I'm sure for most guys, we thought we wouldn't be caught. Teachers & parents back then had a knack of surprising you & it seemed an inner sense of knowing what you were likely up to. I was the poor innocent boy in 2nd when two of my classmates had a water-spitting fight at the drinking fountain on a bathroom break. Since I was laughing at their prank, the teacher assumed I too was involved/guilty. All 3 of us got to stand in our own corner of the classroom when we returned to the room. The fact I pleaded my innocence didn't spare me corner time, a more common punishment in 2nd grade nor having mom told when she picked me up after school. Well, mom told dad when he got home & he kept the promise to further punish me if I got school punished.

You had 'good cover' then in 11th & 12th already having a car at school & the usual fact you hung out with friends after school. Do you think if your mom would've reacted more sternly than just yelling that would've dented some the confidence build-up? I don't think being a little scared of consequences is a bad deal. Healthy fear goes a long way converting behavior. Maybe you & peers saw being scared as childish or unmanly, but I never saw it that way and even saw fear in the eyes & behavior of many of my teenage & young adult clients when they realized they lost their freedom for awhile when incarcerated. Punishment should never be directed at embarrassing or humiliation but a little fear is what punishment should be to reform & not want to repeat that behavior.

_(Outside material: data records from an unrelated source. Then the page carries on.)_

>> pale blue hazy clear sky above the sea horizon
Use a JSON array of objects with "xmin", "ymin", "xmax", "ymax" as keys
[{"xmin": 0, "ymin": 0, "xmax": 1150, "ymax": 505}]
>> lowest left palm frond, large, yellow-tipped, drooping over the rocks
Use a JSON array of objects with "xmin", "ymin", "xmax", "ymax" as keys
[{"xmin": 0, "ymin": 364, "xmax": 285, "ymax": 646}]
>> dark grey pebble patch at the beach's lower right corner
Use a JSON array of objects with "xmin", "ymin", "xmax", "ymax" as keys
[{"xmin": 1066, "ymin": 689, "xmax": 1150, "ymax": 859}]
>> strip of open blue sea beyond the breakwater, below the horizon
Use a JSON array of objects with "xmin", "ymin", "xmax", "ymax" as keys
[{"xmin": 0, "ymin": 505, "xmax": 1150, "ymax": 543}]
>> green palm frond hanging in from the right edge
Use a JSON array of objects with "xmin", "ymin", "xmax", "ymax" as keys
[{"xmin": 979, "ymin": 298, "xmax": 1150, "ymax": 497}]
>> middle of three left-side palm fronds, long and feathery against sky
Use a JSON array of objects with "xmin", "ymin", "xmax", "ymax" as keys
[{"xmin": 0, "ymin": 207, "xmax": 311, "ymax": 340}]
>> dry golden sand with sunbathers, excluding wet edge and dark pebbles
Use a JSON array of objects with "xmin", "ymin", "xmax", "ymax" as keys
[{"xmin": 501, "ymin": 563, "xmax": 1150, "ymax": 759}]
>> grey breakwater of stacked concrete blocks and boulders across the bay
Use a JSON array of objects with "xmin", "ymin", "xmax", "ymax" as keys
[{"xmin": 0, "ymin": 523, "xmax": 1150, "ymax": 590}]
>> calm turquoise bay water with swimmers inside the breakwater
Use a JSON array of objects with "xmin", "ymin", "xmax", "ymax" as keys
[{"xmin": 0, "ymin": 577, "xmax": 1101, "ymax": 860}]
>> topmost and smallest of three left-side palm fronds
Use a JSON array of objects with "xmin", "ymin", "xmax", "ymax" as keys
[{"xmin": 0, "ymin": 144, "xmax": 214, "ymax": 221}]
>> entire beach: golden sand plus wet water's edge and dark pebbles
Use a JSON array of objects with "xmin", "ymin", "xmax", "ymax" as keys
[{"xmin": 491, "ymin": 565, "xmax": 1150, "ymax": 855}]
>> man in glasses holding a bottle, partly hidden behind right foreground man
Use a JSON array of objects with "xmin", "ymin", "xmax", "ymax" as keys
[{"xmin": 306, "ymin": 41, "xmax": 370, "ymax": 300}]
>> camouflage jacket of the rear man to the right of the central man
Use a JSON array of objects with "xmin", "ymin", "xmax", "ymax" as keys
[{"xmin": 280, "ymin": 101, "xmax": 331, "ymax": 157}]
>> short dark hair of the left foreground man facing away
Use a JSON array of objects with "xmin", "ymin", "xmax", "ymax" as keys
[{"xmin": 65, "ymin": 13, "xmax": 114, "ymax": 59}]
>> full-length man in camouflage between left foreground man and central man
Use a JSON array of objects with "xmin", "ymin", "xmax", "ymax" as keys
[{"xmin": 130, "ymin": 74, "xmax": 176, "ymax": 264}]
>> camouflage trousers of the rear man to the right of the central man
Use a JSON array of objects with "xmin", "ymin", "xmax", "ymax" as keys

Never thought back then & don't feel now that any 14-18 year old HS student is a full adult with rights for 100% freedom. In HS you are in training to become an adult & if training soaks in, then if you leave home at 18 for college, military, a job, etc you are prepared for adulthood decisions/responsibilities. No teenager should have nor needs total hovering nor extensive limits, but should realize as a teen, life at home or school is not a democracy where you have the final vote or say. Freedom & privileges are something you earn, over time, when you prove yourself. I'm sure you didn't get into serious trouble. I didn't either. I appreciated when I saw my parents or my teacher's confidence shown in me. I worked hard & earned it. They had the right & responsibility to set the rules & the right to expect me to comply. I never felt restricted in any great sense & it felt good to have a 'safety net' with parents & teachers. Even after 18 I had & wanted the opportunity to still get advice from them & if I went home from college, I wanted them to know I still respected the fact it was their home still & their home rules still valid and having that good home to come home to, even as an adult, was a privilege & not a right.